In other cases, the physicality isn’t restricted to the actors. Endure – A Run Woman Show, is a dance performance piece in which the audience gets an insight into the mind of a marathon runner by joining performer Melanie Jones on a run (or walk, if you prefer) through Holyrood Park. During the journey from start line to finish, the participant hears her intimate thoughts via an iPod audio track.

Jones, a Canadian performance artist and triathlete, was inspired to create Endure after experiencing the emotional rollercoaster of training for an Iron Man competition. “One moment I would be in complete bliss, the next moment I would be in utter despair, the moment after that I would be a blind rage,” she says. “It was almost like the sport was working through whatever emotional stuff I had to work through. That seemed really powerful to me and a rich place to draw from as a subject for creative work. The metaphor of a long run being a metaphor for the things we endure in life emerged.”

Created in New York’s Prospect Park, it was Jones’s goal to bring Endure to London during the Games, prior to Edinburgh. “Performing it in the context of a big event like the London Games will give audiences insight into what’s happening with the Olympic athlete. You wonder, what did that person go through to get here? What are they thinking now, at mile 10 of the marathon?”

It’s this human element, adds director Suchan Vodoor, that makes the Olympics so intriguing to watch. “Yes I want to see these wonderful people show the peak of human ability, but I’m also really curious about what makes them driven. That can be just as inspiring as watching the athletic event itself. That’s a big part of the theatre of the Olympics that we love.”
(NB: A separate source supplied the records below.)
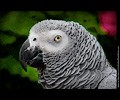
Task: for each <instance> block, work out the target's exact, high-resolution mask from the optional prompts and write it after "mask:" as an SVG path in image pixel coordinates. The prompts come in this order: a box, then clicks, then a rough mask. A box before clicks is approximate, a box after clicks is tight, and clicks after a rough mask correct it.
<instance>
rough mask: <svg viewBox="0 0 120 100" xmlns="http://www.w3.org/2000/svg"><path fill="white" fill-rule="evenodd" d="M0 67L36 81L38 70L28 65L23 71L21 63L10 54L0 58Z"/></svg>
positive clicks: (11, 71)
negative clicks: (25, 69)
mask: <svg viewBox="0 0 120 100" xmlns="http://www.w3.org/2000/svg"><path fill="white" fill-rule="evenodd" d="M1 69H7V70H8V71H9V72H10V73H11V74H13V75H15V74H19V75H20V76H22V77H27V78H29V79H30V80H31V81H34V82H37V81H38V72H37V71H36V69H35V68H32V67H29V66H28V70H27V72H25V71H24V70H23V68H22V67H21V64H20V63H19V62H18V61H17V60H16V59H15V58H13V56H11V55H10V56H8V57H6V58H0V70H1Z"/></svg>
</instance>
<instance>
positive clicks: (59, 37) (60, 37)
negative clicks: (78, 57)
mask: <svg viewBox="0 0 120 100" xmlns="http://www.w3.org/2000/svg"><path fill="white" fill-rule="evenodd" d="M61 39H62V37H61V36H60V35H57V36H56V37H55V38H54V41H56V42H59V41H60V40H61Z"/></svg>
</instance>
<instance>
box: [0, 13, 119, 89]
mask: <svg viewBox="0 0 120 100" xmlns="http://www.w3.org/2000/svg"><path fill="white" fill-rule="evenodd" d="M99 12H100V11H2V12H0V89H21V88H23V89H42V87H41V85H40V84H38V83H37V78H38V76H37V71H36V69H34V68H31V67H28V72H25V71H24V70H23V69H22V67H21V65H20V62H19V50H20V47H21V45H22V43H23V42H24V41H25V40H26V39H27V37H28V35H29V30H30V28H31V26H32V25H34V24H35V23H37V22H39V21H42V20H44V19H57V20H66V21H76V22H79V23H80V24H81V25H83V26H84V27H85V28H86V29H87V30H88V31H90V32H91V34H93V35H94V36H96V37H97V39H98V41H99V43H100V44H101V45H102V47H103V49H104V51H105V54H106V56H107V58H108V60H109V62H110V63H111V65H112V66H113V67H114V68H116V69H117V52H118V47H117V45H118V41H117V35H116V36H113V37H109V36H108V35H107V34H106V33H104V32H103V31H102V30H101V29H100V23H99V20H98V13H99Z"/></svg>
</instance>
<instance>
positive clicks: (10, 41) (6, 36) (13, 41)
mask: <svg viewBox="0 0 120 100" xmlns="http://www.w3.org/2000/svg"><path fill="white" fill-rule="evenodd" d="M15 41H16V37H15V36H11V35H6V34H3V33H0V43H1V45H6V44H12V43H14V42H15Z"/></svg>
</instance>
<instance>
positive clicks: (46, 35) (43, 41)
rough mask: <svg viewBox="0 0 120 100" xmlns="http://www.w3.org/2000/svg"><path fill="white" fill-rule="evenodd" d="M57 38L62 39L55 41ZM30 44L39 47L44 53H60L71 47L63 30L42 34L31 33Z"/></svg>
mask: <svg viewBox="0 0 120 100" xmlns="http://www.w3.org/2000/svg"><path fill="white" fill-rule="evenodd" d="M56 36H60V37H61V38H60V41H55V38H56ZM34 40H35V41H34ZM29 42H30V46H39V47H40V49H41V50H43V52H58V51H61V50H63V49H64V48H66V47H67V46H68V45H69V39H68V36H67V35H66V33H64V32H63V31H61V30H50V31H46V32H41V33H34V32H32V31H30V35H29Z"/></svg>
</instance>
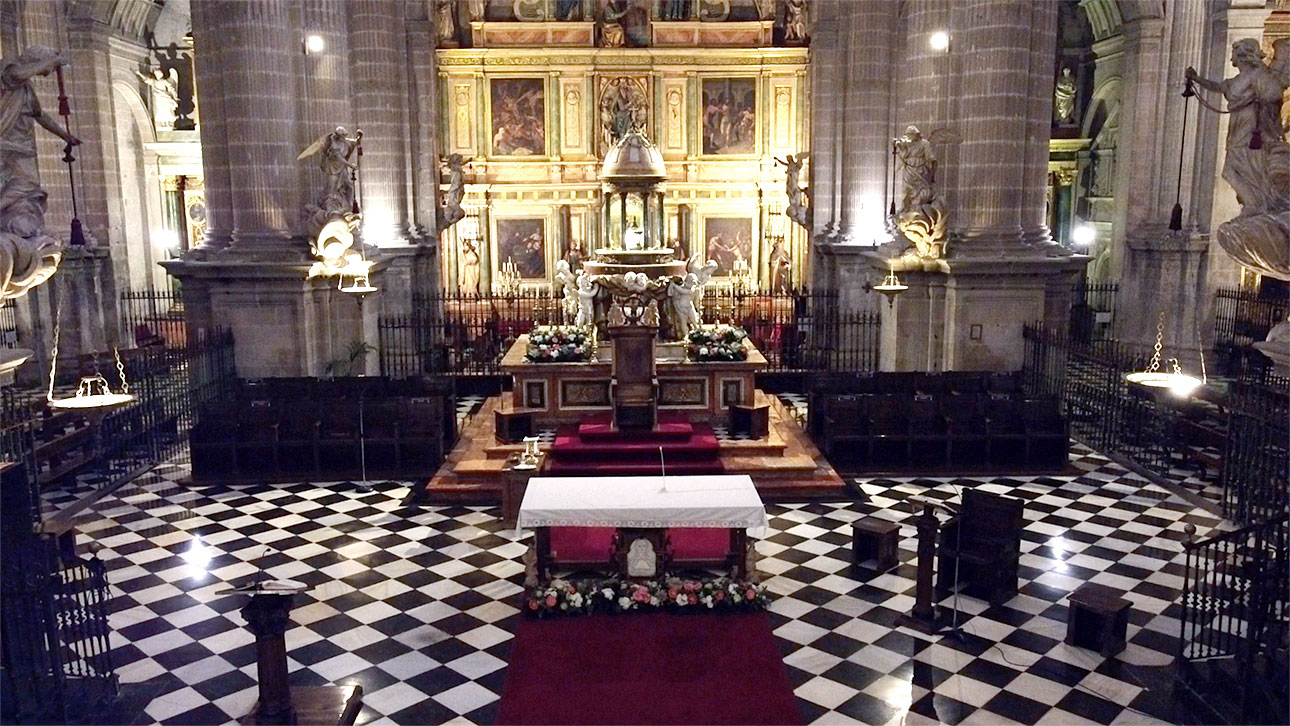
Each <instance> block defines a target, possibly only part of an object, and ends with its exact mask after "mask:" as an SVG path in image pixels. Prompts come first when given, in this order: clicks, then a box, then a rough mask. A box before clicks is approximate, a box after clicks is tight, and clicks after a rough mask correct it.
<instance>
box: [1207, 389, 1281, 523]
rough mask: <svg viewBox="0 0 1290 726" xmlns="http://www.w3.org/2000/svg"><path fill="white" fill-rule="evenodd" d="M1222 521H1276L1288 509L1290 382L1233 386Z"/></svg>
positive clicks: (1224, 477) (1225, 475) (1224, 479)
mask: <svg viewBox="0 0 1290 726" xmlns="http://www.w3.org/2000/svg"><path fill="white" fill-rule="evenodd" d="M1224 409H1225V411H1227V437H1225V446H1224V450H1223V515H1224V516H1225V517H1227V518H1229V520H1232V521H1236V522H1256V521H1262V520H1267V518H1269V517H1275V516H1277V515H1280V513H1282V512H1285V511H1286V508H1287V505H1290V379H1287V378H1278V377H1275V375H1271V374H1268V377H1267V378H1265V379H1264V380H1262V382H1258V383H1246V382H1235V383H1232V384H1231V389H1229V392H1228V396H1227V401H1225V406H1224Z"/></svg>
It’s easy to lose sight of the humanity of the Games in the face of news headlines about priority car lanes for corporate sponsors and budgets of £9bn. But interestingly, none of these shows are specifically challenging or satirising this. That’s not to say they aren’t aware of it (“You have to ask the question, how do you reconcile some of the things that flow from that business model with the Olympic ideals?” says Gilroy) but in focusing on the purity of sporting endeavour, it’s as though the business side of the Olympics is being shamed into submission.

“The Olympics always has the ability to transcend the aspects of it that in a capitalist society you might feel are a bit dubious,” says Angus Farquhar, Creative Director of Speed of Light, a celebration of endurance running commissioned by the London 2012 Festival for EIF. He cites watching the torch relay as an example of how the “pure simple human drama of someone running with that flame” overrides the Games’ commercial obsessions. “I expected to be ‘oh yeah, whatever, there’s the Coca-Cola sign, how cynical’. But it wasn’t cynical.”

Farquhar has channelled this humanity into Speed of Light, a participatory piece involving thousands of runners on Arthur's Seat. “I really liked that idea of cooperation,” he says. “I looked at some of the great examples of support that has been given by athletes to other athletes where they sacrifice their performance in order to allow someone else to succeed. Doing something like that with a collective spirit felt like something I could believe in.”

It’s ironic that, despite being creatively fuelled by the Olympics, performing in Edinburgh means none—bar Jones—will be in London to experience it. Josephine will be keeping up with the GB women’s boxing team on Twitter, while Gilroy has stationed a reporter at the Olympic Village to update him on the progress of The Prize’s protagonists. It’s an apt reminder that, for all the drama they inspire, these human stories are very real indeed.